Out of 30 employees, 18 are native Californians. Furthermore,
the company has 12 mechanical
engineers. Still, only 1 employee can claim the highest honor of
being a native Californian, Berkely graduate mechanical
engineer.
(a)If an employee is selected at random from this company, what
is the probability
that this employee is a Berkely graduate?
(b)A survey reveals that, out of 12 mechanical engineering
working at this company,
half are native Californians. How many Californians are not
mechanical engineers?
(c)Suppose that a native Californian is selected at random. The
probability that this
employee is an Berkeley graduate is 1/2. If a Berkeley graduate is
chosen at random, what is the probability that this employee is a
native Californian?
(d)When the Berkeley graduates come together for a basketball
game, there are only 3
mechanical engineers in the room. If an employee is selected at
random from this company,
what is the probability that this employee is an mechanical
engineer but neither a Berkeley graduate
nor a native Californian?
Please show work
Total number of employees = n(E) = 30
Employers graduated from berkley = n(B) 17
Employees who are native californians = n(C)18
Employees who are mechanical engineers = n(M) =12
Now from the given data ;
n(B^C^M) = 1
a) The probablility of an employee being berkley graduate = n(B)/n(E)
= 17/30
= 0.56
b) Also, from 12 mechanical engineers half are native californian
This means n(M^C) = 12/2 =6
Now , number of californian who are not mechanical engineers = n(C) - n(M^C) = 18-6 = 12
c) Given , when a native californian is selected , the probability that it is a berkley graduate is half.

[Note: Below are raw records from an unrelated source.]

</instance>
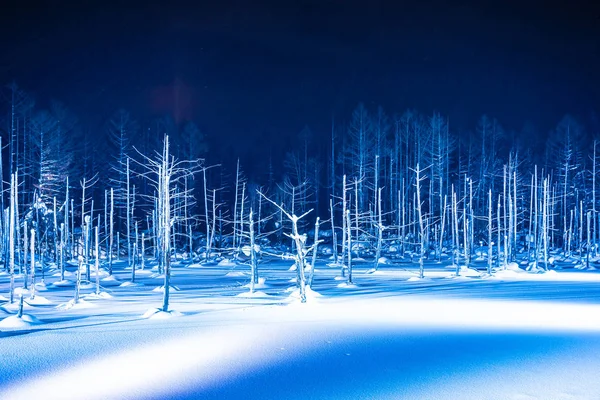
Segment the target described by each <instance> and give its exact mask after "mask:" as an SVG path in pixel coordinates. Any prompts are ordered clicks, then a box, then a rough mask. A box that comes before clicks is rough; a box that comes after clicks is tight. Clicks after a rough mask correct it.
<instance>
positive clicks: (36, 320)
mask: <svg viewBox="0 0 600 400" xmlns="http://www.w3.org/2000/svg"><path fill="white" fill-rule="evenodd" d="M38 324H41V321H40V320H38V319H37V318H36V317H34V316H33V315H29V314H23V315H22V316H20V317H18V316H16V315H11V316H10V317H6V318H4V319H3V320H2V321H0V328H5V329H19V328H29V327H30V326H32V325H38Z"/></svg>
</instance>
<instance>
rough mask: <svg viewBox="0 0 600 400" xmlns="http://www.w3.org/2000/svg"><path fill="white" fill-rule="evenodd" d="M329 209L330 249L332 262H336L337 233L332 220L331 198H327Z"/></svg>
mask: <svg viewBox="0 0 600 400" xmlns="http://www.w3.org/2000/svg"><path fill="white" fill-rule="evenodd" d="M329 211H330V213H331V216H330V218H331V239H332V241H333V245H332V250H333V263H334V264H337V263H338V253H337V250H338V249H337V234H336V232H335V224H334V222H333V214H334V213H333V199H329Z"/></svg>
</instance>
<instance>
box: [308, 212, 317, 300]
mask: <svg viewBox="0 0 600 400" xmlns="http://www.w3.org/2000/svg"><path fill="white" fill-rule="evenodd" d="M318 246H319V217H317V220H316V222H315V242H314V244H313V249H312V250H313V254H312V260H311V262H310V275H309V276H308V287H310V288H311V289H312V283H313V278H314V276H315V262H316V261H317V247H318Z"/></svg>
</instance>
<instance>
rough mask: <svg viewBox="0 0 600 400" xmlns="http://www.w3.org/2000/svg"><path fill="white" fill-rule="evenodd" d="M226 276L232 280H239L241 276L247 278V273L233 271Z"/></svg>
mask: <svg viewBox="0 0 600 400" xmlns="http://www.w3.org/2000/svg"><path fill="white" fill-rule="evenodd" d="M225 276H227V277H230V278H239V277H241V276H243V277H245V276H246V273H244V272H241V271H231V272H228V273H226V274H225Z"/></svg>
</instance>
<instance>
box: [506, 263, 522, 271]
mask: <svg viewBox="0 0 600 400" xmlns="http://www.w3.org/2000/svg"><path fill="white" fill-rule="evenodd" d="M505 269H507V270H509V271H518V272H521V271H523V270H522V269H521V268H520V267H519V264H517V263H515V262H511V263H508V264H506V267H505Z"/></svg>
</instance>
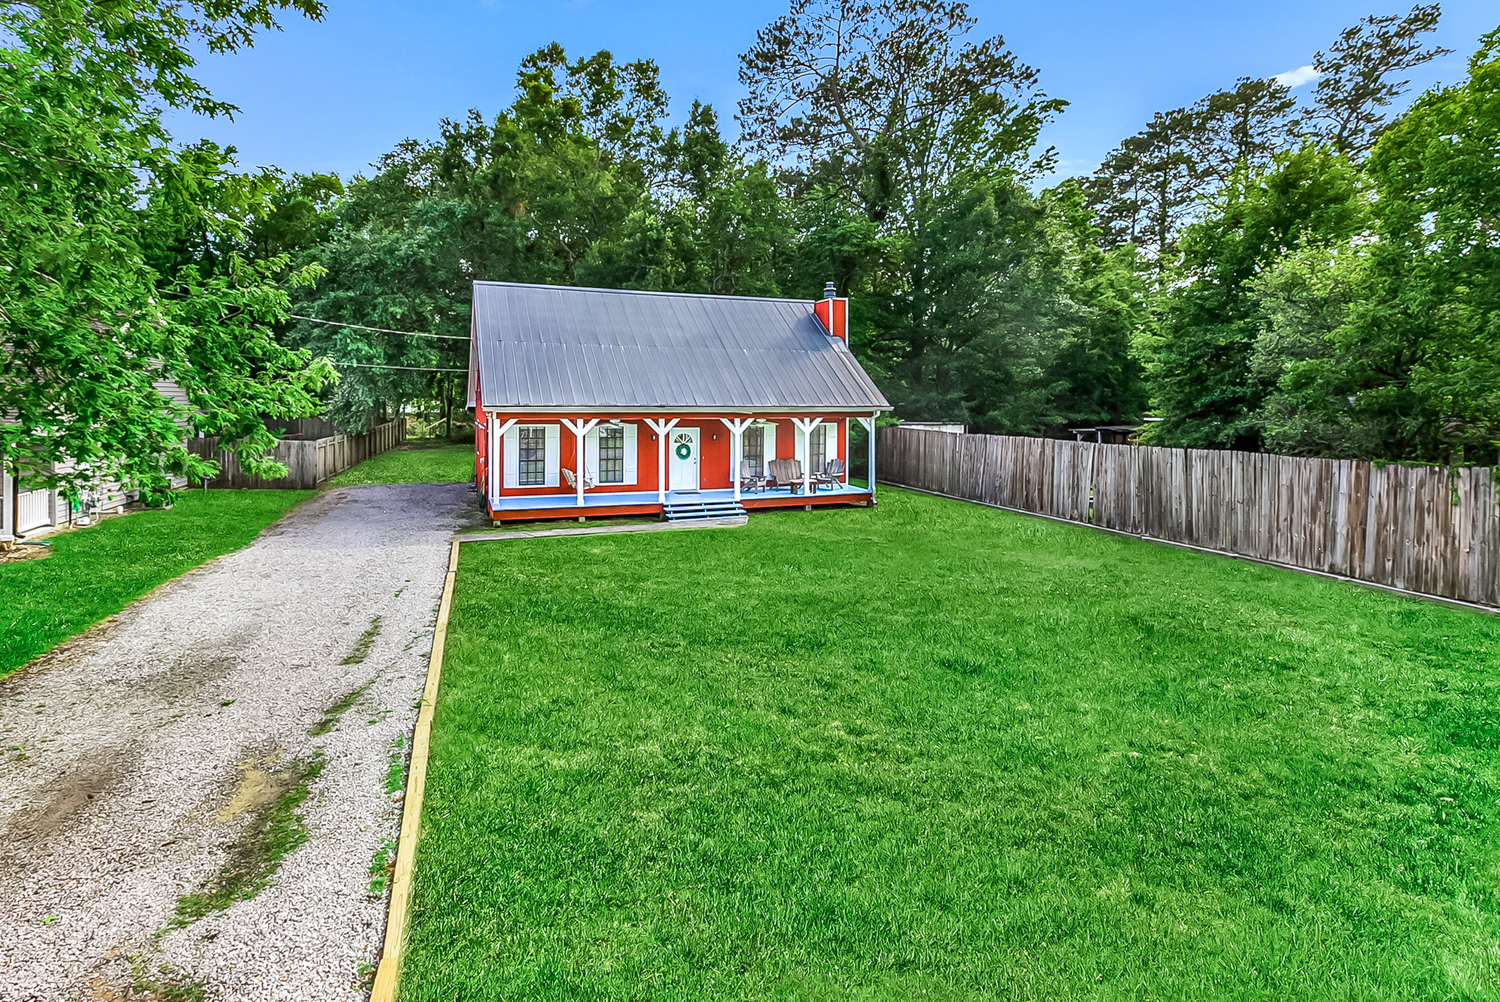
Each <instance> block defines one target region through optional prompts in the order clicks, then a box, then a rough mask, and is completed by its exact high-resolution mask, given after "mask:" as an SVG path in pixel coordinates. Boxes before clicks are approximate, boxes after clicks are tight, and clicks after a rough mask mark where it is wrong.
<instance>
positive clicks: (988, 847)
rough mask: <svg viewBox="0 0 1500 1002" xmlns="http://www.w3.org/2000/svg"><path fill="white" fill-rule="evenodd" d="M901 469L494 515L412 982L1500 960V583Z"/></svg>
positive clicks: (549, 990)
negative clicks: (718, 491) (1409, 572)
mask: <svg viewBox="0 0 1500 1002" xmlns="http://www.w3.org/2000/svg"><path fill="white" fill-rule="evenodd" d="M879 496H880V505H879V508H877V510H838V511H813V513H804V511H790V513H778V514H754V516H751V519H750V525H748V526H745V528H741V529H714V531H691V532H645V534H622V535H595V537H562V538H543V540H511V541H495V543H474V544H466V546H465V547H463V549H462V553H460V559H459V574H458V585H456V592H455V600H453V613H452V621H450V627H449V639H447V657H446V663H444V669H443V690H441V696H440V702H438V708H437V717H435V727H434V733H432V757H431V763H429V771H428V784H426V802H425V807H423V834H422V841H420V843H419V853H417V874H416V889H414V898H413V912H411V918H413V926H411V939H410V947H408V951H407V957H405V963H404V969H402V987H401V998H402V999H405V1001H407V1002H413V1001H419V999H420V1001H429V999H431V1001H438V999H444V1001H447V999H463V1001H471V999H805V1001H816V999H919V998H932V999H1184V1001H1188V999H1350V1001H1355V999H1482V998H1494V995H1496V993H1497V992H1500V918H1497V907H1500V847H1497V844H1496V837H1497V834H1500V829H1497V819H1500V775H1497V765H1500V751H1497V744H1500V675H1497V672H1496V667H1497V661H1500V657H1497V654H1500V619H1497V618H1494V616H1488V615H1484V613H1478V612H1469V610H1463V609H1452V607H1445V606H1440V604H1436V603H1419V601H1412V600H1406V598H1400V597H1394V595H1389V594H1383V592H1379V591H1373V589H1365V588H1358V586H1353V585H1344V583H1338V582H1332V580H1325V579H1317V577H1311V576H1305V574H1298V573H1295V571H1286V570H1278V568H1269V567H1262V565H1256V564H1248V562H1239V561H1232V559H1224V558H1217V556H1209V555H1203V553H1196V552H1190V550H1181V549H1172V547H1167V546H1158V544H1149V543H1142V541H1136V540H1128V538H1121V537H1115V535H1107V534H1103V532H1097V531H1091V529H1086V528H1079V526H1068V525H1059V523H1055V522H1047V520H1043V519H1031V517H1026V516H1017V514H1011V513H1004V511H996V510H987V508H983V507H978V505H968V504H962V502H956V501H945V499H938V498H930V496H922V495H915V493H907V492H900V490H885V489H882V492H880V495H879Z"/></svg>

This implies that n(B^C)/n(C) = 1/2
n(B^C) = 1/2 * n(C) =1/2 * 18 = 9
when a berkley graduate is selected , the probability that it is a native californian = n(B^C)/n(B)
= 9/17
= 0.529
d) When all the Berkley graduates came for a basketball match , there are only 3 Mechaical engineers ;
This implies that , n(B^M) = 3
Number of students who are mechanical engineers but not a berkley graduate or californian = n(M')
n(M') = n(M) - n(M^C) - n(M^B) + n(M^C^B)
= 12 - 6 - 3 + 1
= 4
Probability of students chosen at random who are mechanical engineers but not a berkley graduate or californian
P(M') = n(M')/ n(E) = 4/30 = 0.13
Hence, Probability of students chosen at random who are mechanical engineers but not a berkley graduate or californian is 0.13.